Langston Hughes

The Blues - Analysis

Making the blues small on purpose

Hughes’s central move is to define the blues through minor disasters, as if the huge, adult word blues can be reached through the smallest, most familiar humiliations. The poem doesn’t start with heartbreak or betrayal; it starts with a snag: shoe strings break while you’re in a hurry. By insisting That’s the blues, Hughes turns an everyday irritation into an emotional category. The claim isn’t that these problems are tragic; it’s that the feeling they trigger—being thwarted at exactly the wrong time—is the same kind of feeling that blossoms into larger sorrow.

Bad timing, and the body’s awkwardness

The details are physical and a little comic: shoelaces snap, a dime slipped through a hole in your pocket. The blues, here, live in the way your own stuff betrays you—your shoes, your pocket—at the moment you need them. That focus on timing (in a hurry) makes the emotion sharper: the blues aren’t just misfortune, they’re misfortune with a clock running. Even the phrase somewhere adds to the feeling: you can’t even locate the loss precisely, which makes it harder to fix and easier to stew in.

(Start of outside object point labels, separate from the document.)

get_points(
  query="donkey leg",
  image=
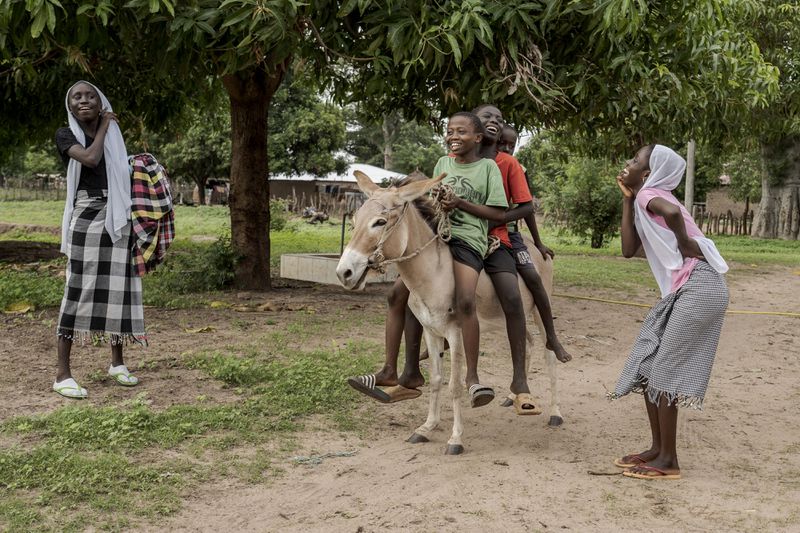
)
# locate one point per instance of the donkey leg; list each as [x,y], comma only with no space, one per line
[455,446]
[423,432]
[551,364]
[555,413]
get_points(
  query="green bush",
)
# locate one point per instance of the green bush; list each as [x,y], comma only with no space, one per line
[584,197]
[191,268]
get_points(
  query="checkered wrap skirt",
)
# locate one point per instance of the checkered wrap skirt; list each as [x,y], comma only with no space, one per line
[675,350]
[103,295]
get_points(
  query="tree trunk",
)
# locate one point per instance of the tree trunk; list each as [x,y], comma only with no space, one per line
[391,122]
[201,189]
[778,215]
[250,94]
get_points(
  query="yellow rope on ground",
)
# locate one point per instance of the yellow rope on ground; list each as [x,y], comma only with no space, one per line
[729,311]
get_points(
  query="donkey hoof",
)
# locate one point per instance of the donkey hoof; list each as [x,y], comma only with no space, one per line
[416,438]
[454,449]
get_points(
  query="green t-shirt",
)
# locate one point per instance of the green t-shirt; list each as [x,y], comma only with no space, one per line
[479,183]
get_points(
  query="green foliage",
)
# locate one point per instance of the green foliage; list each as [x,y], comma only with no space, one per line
[417,147]
[201,150]
[413,145]
[305,133]
[190,268]
[579,192]
[278,214]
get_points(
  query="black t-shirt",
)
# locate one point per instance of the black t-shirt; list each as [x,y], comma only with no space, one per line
[91,178]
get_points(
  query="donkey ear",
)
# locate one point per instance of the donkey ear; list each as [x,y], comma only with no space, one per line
[414,190]
[365,184]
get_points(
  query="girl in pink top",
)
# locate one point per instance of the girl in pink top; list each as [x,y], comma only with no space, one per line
[671,360]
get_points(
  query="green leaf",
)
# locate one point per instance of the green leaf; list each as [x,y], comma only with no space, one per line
[238,17]
[454,48]
[39,23]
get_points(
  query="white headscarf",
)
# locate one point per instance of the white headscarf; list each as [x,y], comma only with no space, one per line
[660,244]
[118,210]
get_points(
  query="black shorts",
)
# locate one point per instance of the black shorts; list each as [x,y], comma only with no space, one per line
[501,260]
[519,250]
[464,254]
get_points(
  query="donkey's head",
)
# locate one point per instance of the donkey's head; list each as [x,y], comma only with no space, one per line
[378,227]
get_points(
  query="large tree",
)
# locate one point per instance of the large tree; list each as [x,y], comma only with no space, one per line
[775,25]
[628,64]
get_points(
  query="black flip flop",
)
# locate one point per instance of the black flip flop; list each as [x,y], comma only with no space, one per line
[366,385]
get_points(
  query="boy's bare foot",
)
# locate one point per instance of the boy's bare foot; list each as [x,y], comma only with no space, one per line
[561,354]
[626,461]
[658,468]
[385,377]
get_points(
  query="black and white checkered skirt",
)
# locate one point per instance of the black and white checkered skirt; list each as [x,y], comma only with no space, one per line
[103,295]
[675,350]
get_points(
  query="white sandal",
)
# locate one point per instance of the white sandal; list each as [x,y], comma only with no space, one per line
[122,376]
[69,388]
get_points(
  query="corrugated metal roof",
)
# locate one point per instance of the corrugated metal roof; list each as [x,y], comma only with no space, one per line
[377,174]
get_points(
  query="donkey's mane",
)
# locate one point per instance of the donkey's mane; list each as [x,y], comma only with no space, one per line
[424,204]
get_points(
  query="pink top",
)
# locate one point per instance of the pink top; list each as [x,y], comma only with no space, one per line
[643,198]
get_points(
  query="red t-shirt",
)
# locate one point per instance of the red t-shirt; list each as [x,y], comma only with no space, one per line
[516,186]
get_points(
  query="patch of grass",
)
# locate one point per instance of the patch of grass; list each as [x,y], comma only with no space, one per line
[33,284]
[127,428]
[74,489]
[63,482]
[626,276]
[36,212]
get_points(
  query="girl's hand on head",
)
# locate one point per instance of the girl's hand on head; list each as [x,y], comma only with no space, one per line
[626,192]
[106,117]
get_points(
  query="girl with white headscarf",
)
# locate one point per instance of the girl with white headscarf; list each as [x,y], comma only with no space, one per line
[103,296]
[671,360]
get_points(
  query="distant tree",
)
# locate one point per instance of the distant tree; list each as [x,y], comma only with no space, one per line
[305,134]
[579,192]
[201,149]
[394,143]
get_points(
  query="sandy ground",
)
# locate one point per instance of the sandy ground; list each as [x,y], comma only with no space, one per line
[740,457]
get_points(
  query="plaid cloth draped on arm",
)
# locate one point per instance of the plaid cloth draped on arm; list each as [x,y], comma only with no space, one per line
[151,212]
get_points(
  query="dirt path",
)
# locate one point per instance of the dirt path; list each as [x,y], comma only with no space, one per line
[740,456]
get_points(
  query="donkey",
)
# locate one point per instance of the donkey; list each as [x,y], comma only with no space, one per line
[388,227]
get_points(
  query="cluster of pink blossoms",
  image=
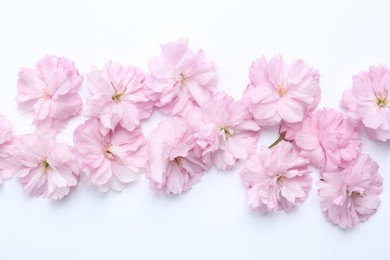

From shoelaces to candy: the poem’s quiet turn

There’s a small escalation from inconvenience to deprivation. Losing shoelaces is annoying, but losing the dime means you can’t buy the candy bar you’re already imagining. The poem turns on that tiny denial of pleasure: wanting something simple, reaching for it, and finding an empty hand. The second stanza’s tag—That’s the blues, too, and bad!—leans harder into feeling, as if the speaker admits that what sounded like a joke is also genuinely painful.

A joke that won’t let you off the hook

The tension in the poem is that it treats the blues as both comic and real. The examples are almost childish in scale (shoelaces, a candy bar, a dime), but Hughes keeps repeating the diagnosis: That’s the blues. The repetition does a kind of stubborn work: it refuses to rank suffering by size. Instead, it suggests the blues begin wherever life makes you feel briefly helpless—stuck with broken strings, a hole in your pocket, and no way to get back what just disappeared.